Battling through feeling like a lesser version of himself was never about what he could do or what he could achieve. Noah worked past his fatigue to be alongside his teammates.

“I can remember having multiple conversations with Noah over the course of the fall when he was down and dejected a little bit he was like I just want to be back there and be with the team I just want to play Friday Night,” Mozingo said.

The Warriors went 11-1 in the 2020 season, falling in the State Quarterfinals to Goodpasture.

As the new year rolled in, Noah still didn’t feel quite himself. That’s when the doctors did a chest X-ray.

Noah had a feeling in the back of his mind that something was wrong. He was right. The doctors found a mass in his chest. From there he got a CT scan and they confirmed it.

Noah was diagnosed with Hodgkin’s Lymphoma.

“I hate to say it’s (his diagnosis) a relief but at least there’s a reason why I wasn’t feeling 100%,” Olsen said. “It’s not like I was just so worn down or anything there was a separate reason.”

After weeks, months, of questioning what was going on with the Warriors defensive end their questions were answered. The doctors believe Noah’s cancer developed in the beginning of June, he unknowingly played the 2020 season while unknowingly battling Hodgkin’s Lymphoma.

“Here’s a guy who did it with Stage 2 Hodgkin’s Lymphoma and said hey I’m going to keep going,” Mozingo said. “If he would’ve said hey I’m going to be done for the season no one would’ve said a word and said yeah he doesn’t feel that good and then we would’ve looked back and said man that’s why he didn’t feel so good and I understand now why he decided to sit out.
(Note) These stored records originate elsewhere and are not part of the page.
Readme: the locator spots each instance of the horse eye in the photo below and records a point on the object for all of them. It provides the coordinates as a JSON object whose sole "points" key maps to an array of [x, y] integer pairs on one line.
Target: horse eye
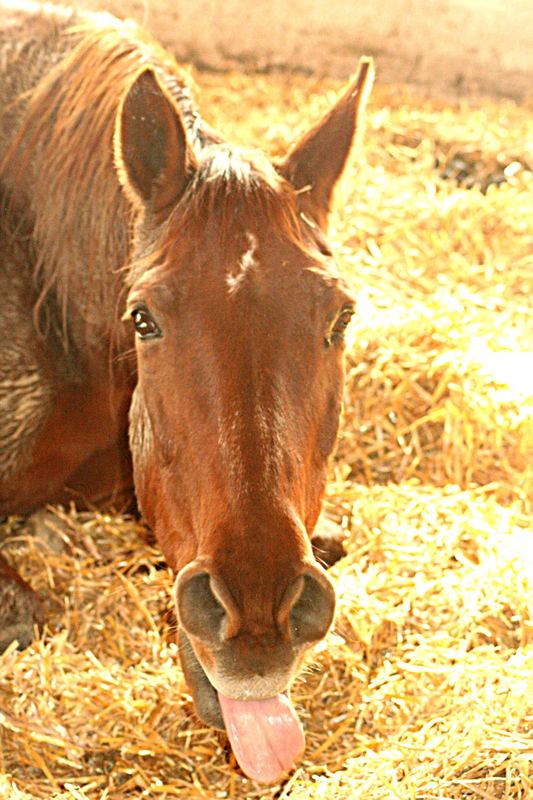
{"points": [[145, 325], [341, 323]]}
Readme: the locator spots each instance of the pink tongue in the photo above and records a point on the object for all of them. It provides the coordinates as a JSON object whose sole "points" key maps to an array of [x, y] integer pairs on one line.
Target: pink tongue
{"points": [[266, 735]]}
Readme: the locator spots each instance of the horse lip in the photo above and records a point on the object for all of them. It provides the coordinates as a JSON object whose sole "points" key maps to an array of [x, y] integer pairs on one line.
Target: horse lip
{"points": [[205, 694]]}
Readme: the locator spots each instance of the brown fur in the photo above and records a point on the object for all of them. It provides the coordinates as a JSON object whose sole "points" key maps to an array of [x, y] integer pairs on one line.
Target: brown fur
{"points": [[114, 186]]}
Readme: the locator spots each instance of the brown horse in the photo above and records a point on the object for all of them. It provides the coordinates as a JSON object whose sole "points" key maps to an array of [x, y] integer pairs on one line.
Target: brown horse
{"points": [[130, 228]]}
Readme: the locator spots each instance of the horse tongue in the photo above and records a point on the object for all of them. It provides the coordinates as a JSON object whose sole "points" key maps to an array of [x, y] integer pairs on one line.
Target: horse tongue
{"points": [[266, 735]]}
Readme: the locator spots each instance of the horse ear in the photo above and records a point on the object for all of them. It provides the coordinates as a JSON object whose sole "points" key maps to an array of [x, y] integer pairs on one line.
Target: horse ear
{"points": [[316, 162], [153, 159]]}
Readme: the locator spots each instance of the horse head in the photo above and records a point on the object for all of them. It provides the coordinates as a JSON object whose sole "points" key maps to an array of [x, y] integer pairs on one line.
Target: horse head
{"points": [[239, 316]]}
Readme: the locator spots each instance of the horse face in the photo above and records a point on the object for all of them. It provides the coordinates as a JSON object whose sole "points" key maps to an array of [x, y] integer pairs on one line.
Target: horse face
{"points": [[239, 320]]}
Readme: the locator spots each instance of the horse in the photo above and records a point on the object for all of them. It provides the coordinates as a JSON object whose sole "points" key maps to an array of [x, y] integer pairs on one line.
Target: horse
{"points": [[173, 320]]}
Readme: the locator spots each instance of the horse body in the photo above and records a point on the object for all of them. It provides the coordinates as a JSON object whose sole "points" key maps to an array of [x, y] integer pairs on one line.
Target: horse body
{"points": [[120, 202]]}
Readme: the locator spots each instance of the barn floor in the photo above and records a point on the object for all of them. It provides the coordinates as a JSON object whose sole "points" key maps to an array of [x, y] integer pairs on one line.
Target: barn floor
{"points": [[424, 690]]}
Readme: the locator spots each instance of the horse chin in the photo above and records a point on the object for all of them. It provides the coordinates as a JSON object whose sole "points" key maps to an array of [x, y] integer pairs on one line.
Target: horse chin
{"points": [[203, 692]]}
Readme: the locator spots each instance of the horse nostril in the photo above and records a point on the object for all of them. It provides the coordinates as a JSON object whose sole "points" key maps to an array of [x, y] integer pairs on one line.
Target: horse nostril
{"points": [[308, 607], [205, 607]]}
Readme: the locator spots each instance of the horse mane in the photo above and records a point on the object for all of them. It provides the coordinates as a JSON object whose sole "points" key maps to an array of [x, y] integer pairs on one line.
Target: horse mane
{"points": [[60, 167], [59, 171]]}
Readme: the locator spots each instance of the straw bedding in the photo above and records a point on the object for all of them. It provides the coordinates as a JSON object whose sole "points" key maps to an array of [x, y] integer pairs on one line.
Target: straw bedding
{"points": [[424, 689]]}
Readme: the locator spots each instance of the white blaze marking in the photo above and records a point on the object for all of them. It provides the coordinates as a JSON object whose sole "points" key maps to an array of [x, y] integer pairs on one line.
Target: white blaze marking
{"points": [[246, 263]]}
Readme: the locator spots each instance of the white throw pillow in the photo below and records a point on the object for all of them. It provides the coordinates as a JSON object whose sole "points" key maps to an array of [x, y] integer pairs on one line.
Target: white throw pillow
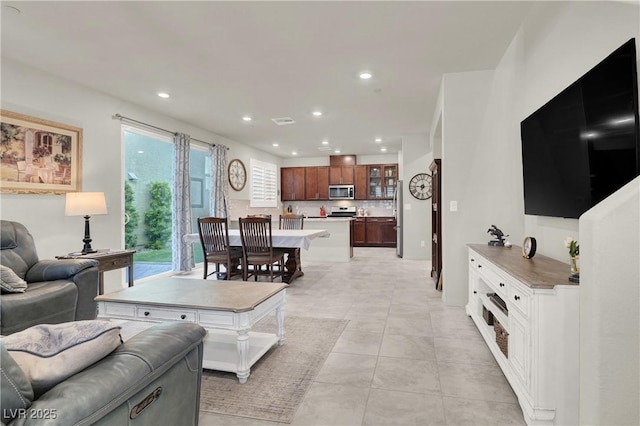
{"points": [[50, 353], [10, 282]]}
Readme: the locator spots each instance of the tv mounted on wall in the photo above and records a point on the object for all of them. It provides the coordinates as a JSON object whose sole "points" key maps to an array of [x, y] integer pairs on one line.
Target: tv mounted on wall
{"points": [[583, 144]]}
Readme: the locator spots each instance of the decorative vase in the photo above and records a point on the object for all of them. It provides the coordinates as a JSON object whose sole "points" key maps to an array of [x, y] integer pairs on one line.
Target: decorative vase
{"points": [[575, 269]]}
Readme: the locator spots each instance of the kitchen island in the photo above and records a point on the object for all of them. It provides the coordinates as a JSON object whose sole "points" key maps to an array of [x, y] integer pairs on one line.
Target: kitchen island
{"points": [[337, 247]]}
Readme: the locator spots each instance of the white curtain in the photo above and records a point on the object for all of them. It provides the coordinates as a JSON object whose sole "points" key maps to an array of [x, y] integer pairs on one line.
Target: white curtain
{"points": [[219, 203], [182, 259]]}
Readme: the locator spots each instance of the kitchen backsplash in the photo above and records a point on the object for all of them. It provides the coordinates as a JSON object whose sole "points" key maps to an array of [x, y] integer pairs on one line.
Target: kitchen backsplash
{"points": [[240, 208]]}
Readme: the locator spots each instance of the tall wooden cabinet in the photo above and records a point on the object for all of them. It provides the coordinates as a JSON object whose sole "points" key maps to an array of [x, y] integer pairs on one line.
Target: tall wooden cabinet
{"points": [[436, 221]]}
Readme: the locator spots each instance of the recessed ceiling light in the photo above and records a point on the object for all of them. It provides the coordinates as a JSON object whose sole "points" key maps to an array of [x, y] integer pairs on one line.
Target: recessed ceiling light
{"points": [[11, 9]]}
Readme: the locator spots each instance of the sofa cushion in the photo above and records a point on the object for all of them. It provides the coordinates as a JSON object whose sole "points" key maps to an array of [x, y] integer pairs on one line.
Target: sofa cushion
{"points": [[10, 282], [16, 393], [50, 353]]}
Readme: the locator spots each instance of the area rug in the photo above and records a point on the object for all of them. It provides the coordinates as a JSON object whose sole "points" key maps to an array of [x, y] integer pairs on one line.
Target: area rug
{"points": [[279, 380]]}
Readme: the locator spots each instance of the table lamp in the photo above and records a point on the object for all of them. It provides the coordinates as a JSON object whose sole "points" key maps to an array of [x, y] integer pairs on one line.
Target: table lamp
{"points": [[85, 204]]}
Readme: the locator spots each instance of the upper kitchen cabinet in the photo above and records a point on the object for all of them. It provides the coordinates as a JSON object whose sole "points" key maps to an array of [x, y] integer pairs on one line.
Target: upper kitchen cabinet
{"points": [[360, 182], [292, 184], [341, 175], [382, 181], [317, 183]]}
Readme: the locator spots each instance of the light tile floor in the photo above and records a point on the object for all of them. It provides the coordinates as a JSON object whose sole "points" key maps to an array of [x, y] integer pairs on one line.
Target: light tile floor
{"points": [[404, 358]]}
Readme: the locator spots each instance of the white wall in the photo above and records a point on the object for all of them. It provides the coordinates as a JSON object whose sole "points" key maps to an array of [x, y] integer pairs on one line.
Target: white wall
{"points": [[610, 310], [480, 117], [29, 91], [416, 227]]}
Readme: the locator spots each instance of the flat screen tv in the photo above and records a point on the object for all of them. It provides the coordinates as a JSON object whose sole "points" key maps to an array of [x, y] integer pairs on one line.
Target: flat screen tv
{"points": [[583, 144]]}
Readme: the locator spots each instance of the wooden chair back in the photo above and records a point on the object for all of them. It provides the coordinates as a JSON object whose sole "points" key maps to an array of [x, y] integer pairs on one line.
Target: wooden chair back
{"points": [[214, 235], [292, 221], [255, 234]]}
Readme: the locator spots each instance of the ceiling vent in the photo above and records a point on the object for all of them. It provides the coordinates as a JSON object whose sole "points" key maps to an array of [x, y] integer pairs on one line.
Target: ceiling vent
{"points": [[284, 121]]}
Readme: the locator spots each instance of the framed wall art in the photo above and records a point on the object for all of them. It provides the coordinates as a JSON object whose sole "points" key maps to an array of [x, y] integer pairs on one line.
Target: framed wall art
{"points": [[39, 156]]}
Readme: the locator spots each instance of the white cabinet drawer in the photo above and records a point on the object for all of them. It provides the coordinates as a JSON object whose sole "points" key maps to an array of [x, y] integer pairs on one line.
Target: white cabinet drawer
{"points": [[159, 314], [519, 299]]}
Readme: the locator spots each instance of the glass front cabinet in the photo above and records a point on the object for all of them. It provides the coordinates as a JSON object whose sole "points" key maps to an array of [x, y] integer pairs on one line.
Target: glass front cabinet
{"points": [[382, 181]]}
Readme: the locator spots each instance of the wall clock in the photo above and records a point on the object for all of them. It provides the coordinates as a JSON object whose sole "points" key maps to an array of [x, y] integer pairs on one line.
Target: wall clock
{"points": [[529, 247], [420, 186], [237, 174]]}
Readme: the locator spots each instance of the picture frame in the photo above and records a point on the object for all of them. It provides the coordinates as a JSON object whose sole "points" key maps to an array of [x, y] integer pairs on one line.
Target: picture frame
{"points": [[39, 156]]}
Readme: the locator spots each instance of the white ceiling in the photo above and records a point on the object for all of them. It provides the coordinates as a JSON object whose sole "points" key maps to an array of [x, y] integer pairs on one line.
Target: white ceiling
{"points": [[222, 60]]}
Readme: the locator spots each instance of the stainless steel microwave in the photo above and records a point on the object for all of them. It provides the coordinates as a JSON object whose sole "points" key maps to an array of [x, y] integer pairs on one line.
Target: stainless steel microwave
{"points": [[341, 192]]}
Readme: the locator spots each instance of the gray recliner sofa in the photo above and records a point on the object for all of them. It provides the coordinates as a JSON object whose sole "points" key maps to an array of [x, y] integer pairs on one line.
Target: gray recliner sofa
{"points": [[57, 290], [151, 379]]}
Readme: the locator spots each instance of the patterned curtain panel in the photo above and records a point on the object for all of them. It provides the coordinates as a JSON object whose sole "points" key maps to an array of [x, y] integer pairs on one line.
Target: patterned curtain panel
{"points": [[219, 206], [182, 252]]}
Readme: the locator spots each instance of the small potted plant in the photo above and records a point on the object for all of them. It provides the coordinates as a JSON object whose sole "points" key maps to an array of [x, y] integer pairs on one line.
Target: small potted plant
{"points": [[574, 252]]}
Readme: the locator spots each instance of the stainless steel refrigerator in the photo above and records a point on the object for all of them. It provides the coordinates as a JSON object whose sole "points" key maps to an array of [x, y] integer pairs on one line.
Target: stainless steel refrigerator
{"points": [[397, 213]]}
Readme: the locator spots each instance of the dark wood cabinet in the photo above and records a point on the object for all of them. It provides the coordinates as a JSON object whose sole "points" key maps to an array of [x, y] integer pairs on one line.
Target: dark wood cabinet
{"points": [[360, 175], [374, 232], [292, 183], [341, 175], [382, 180], [436, 222], [316, 183]]}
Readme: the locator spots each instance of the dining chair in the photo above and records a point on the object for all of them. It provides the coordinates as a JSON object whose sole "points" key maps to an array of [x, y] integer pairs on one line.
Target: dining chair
{"points": [[214, 237], [257, 249], [291, 221]]}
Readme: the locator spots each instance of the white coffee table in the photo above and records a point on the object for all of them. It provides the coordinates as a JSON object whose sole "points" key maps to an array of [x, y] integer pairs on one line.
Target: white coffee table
{"points": [[227, 309]]}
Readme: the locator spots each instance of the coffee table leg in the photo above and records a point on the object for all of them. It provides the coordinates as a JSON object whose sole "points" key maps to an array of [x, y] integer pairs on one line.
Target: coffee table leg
{"points": [[243, 352], [280, 320]]}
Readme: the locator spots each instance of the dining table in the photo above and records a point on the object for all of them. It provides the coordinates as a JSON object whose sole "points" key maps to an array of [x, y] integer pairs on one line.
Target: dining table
{"points": [[291, 240]]}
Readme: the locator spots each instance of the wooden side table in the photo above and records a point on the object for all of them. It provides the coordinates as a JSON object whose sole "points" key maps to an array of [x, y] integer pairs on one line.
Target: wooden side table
{"points": [[108, 260]]}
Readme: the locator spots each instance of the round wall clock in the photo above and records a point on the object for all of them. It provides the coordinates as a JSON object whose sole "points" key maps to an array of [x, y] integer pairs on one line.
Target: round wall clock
{"points": [[237, 174], [420, 186], [529, 246]]}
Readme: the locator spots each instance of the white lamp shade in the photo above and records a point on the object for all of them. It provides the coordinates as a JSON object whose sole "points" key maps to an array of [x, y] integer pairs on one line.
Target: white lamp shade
{"points": [[85, 204]]}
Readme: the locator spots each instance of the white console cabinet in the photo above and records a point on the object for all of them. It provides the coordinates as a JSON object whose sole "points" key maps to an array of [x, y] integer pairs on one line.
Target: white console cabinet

It’s the exact opposite for Noah, he had all that and said no I still want to finish this season.”

The same guys he battled for, his team, are battling alongside him now as he takes on Cancer. From their texts of encouragement to the ‘Team Noah” T-Shirts they sold to help raise money for his chemotherapy treatments, they’re there to let him know he’s not in it alone.

“It’s been really encouraging and stuff.” Olsen said, “The first guys to reach out to me were guys from the team. By now everybody has reached out to me, a lot of them still check in with me and stuff just like the team as a whole everybody is being really supportive and whatnot.”

It’s not the end of the senior year Noah imagined for himself, instead of focusing on Prom and Graduation he’s focused on beating cancer.

Football guided him here. It’s guiding him through chemotherapy. A Berry Football commit Olsen intends to enroll in the Spring of 2022 and make his return to the field that fall.